Microsoft Gets Support on New System
The New York Times
SEATTLE, Feb. 26, 1991 -- AP -- Twenty-one computer makers say they plan to use a Microsoft Corporation operating system in notebook-sized computers that use a stylus rather than a keyboard, according to the company.
A statement issued on Monday by Microsoft said the plans were announced by manufacturers at a conference on the system, called Pen Windows, last week.
Pen Windows has been under development since 1988 and is based on the Windows computer-display program. Windows, Microsoft's latest operating system, uses small pictures and symbols called icons to identify various functions that a computer user can have the machine perform. It replaces systems that typically require users to type in words and codes to run different tasks.

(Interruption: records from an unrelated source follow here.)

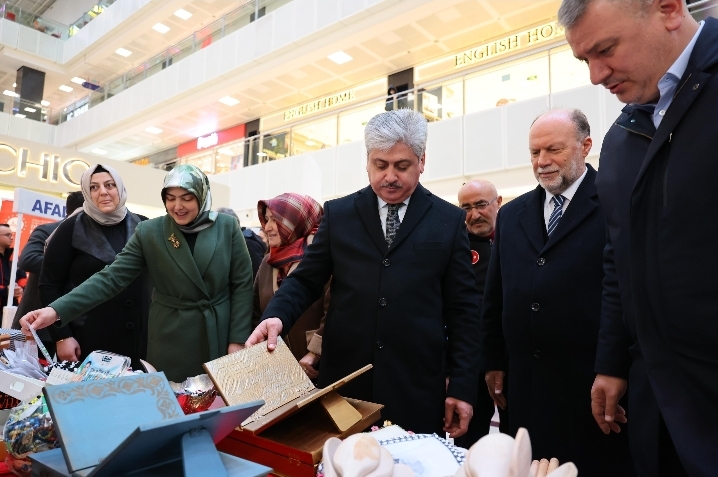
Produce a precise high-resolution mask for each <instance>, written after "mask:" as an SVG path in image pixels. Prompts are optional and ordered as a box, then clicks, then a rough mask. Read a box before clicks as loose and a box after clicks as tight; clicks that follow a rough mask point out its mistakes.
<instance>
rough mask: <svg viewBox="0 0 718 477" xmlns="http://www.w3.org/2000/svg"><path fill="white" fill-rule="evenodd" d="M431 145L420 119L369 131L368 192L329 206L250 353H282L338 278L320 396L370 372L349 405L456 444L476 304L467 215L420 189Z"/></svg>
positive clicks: (402, 120)
mask: <svg viewBox="0 0 718 477" xmlns="http://www.w3.org/2000/svg"><path fill="white" fill-rule="evenodd" d="M426 136H427V124H426V120H425V119H424V117H423V116H422V115H421V114H420V113H417V112H415V111H411V110H407V109H403V110H396V111H389V112H386V113H382V114H379V115H377V116H375V117H373V118H372V119H371V120H370V121H369V122H368V123H367V125H366V129H365V140H366V149H367V151H368V157H367V172H368V174H369V183H370V185H369V186H368V187H366V188H364V189H362V190H360V191H358V192H356V193H354V194H351V195H349V196H346V197H343V198H340V199H336V200H331V201H329V202H327V203H326V204H325V206H324V216H323V217H322V222H321V224H320V226H319V230H318V231H317V234H316V236H315V238H314V242H312V244H311V245H310V246H309V247H308V248H307V252H306V255H305V256H304V260H302V263H301V264H300V265H299V267H297V269H296V270H295V271H294V272H293V273H292V274H291V275H289V276H288V277H287V278H286V279H285V280H284V281H283V282H282V286H281V287H280V288H279V290H278V291H277V293H276V294H275V295H274V298H273V299H272V301H271V302H270V303H269V305H268V307H267V308H266V310H265V312H264V314H263V316H262V319H263V321H262V322H261V323H260V324H259V326H258V327H257V329H255V331H254V333H252V335H251V336H250V338H249V340H248V341H247V345H251V344H255V343H257V342H260V341H263V340H265V339H266V340H267V343H268V348H269V349H270V350H272V349H274V346H275V344H276V336H277V335H278V334H280V333H286V332H287V331H289V329H290V328H291V326H292V324H293V323H294V322H295V321H296V320H297V319H298V318H299V316H300V315H301V314H302V312H303V311H304V310H305V309H306V308H307V307H308V306H309V305H310V304H311V303H313V302H314V301H316V300H317V298H319V296H320V295H321V294H322V293H323V290H324V285H325V284H326V282H327V281H328V280H329V277H332V283H331V290H330V294H331V303H330V306H329V310H328V312H327V317H326V322H325V326H324V335H323V337H322V359H321V362H320V367H319V386H320V387H323V386H326V385H328V384H331V383H333V382H335V381H337V380H339V379H342V378H344V377H345V376H347V375H348V374H350V373H352V372H354V371H356V370H357V369H359V368H361V367H363V366H366V365H367V364H372V365H373V369H372V370H371V371H369V372H367V373H364V374H363V375H361V376H359V377H358V378H356V379H354V380H352V381H351V382H349V383H348V384H346V385H345V386H343V387H342V390H341V393H342V395H343V396H347V397H352V398H357V399H362V400H366V401H372V402H377V403H380V404H383V405H384V406H385V407H384V409H383V410H382V412H381V415H382V420H383V419H388V420H390V421H392V422H394V423H396V424H398V425H401V426H403V427H404V428H405V429H407V430H411V431H414V432H417V433H432V432H439V433H441V432H443V431H444V430H445V431H447V432H449V433H450V435H451V436H452V437H458V436H460V435H462V434H464V433H465V432H466V429H467V426H468V423H469V421H470V419H471V416H472V413H473V405H474V403H475V400H476V394H477V390H478V379H479V376H478V374H477V370H478V369H479V344H478V340H477V337H478V333H479V297H478V292H477V291H476V287H475V286H474V282H475V280H474V275H473V272H472V270H471V252H470V249H469V241H468V237H467V233H466V225H465V223H464V219H465V217H466V214H465V212H464V211H463V210H461V209H459V208H458V207H456V206H454V205H451V204H449V203H448V202H445V201H444V200H442V199H440V198H438V197H436V196H434V195H433V194H432V193H431V192H429V191H428V190H426V189H425V188H424V187H422V186H421V184H419V177H420V175H421V173H422V172H423V171H424V161H425V156H424V151H425V147H426ZM437 160H440V158H437ZM447 369H449V370H450V376H449V378H450V379H449V385H448V388H447V386H446V380H445V378H446V370H447Z"/></svg>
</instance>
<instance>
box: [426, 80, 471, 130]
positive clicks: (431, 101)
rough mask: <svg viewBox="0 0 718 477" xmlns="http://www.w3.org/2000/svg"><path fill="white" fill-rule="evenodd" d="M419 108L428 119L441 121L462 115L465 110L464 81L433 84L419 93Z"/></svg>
mask: <svg viewBox="0 0 718 477" xmlns="http://www.w3.org/2000/svg"><path fill="white" fill-rule="evenodd" d="M418 97H419V103H418V108H417V110H418V111H420V112H421V113H422V114H423V115H424V117H425V118H426V119H427V120H428V121H440V120H442V119H451V118H453V117H456V116H461V115H462V114H463V112H464V84H463V81H456V82H453V83H447V84H444V85H441V86H431V87H429V88H426V89H425V90H423V91H421V93H419V95H418Z"/></svg>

Manufacturer support means "Microsoft can assure software developers and users that there will be numerous machines from leading vendors running Pen Windows," said Jeff Raines, vice president of office systems at Microsoft.
Manufacturers that announced intentions to build equipment using Pen Windows include Canon, Mitsubishi Electric, NEC, NCR, Seiko Epson, Sharp, Toshiba and Wang Laboratories.
Details on products and release dates will be announced by individual computer makers, the Microsoft statement said.
Copies of the Pen Windows software development kit were distributed for test use at the conference. The system will become more generally available by the end of the year, Microsoft said.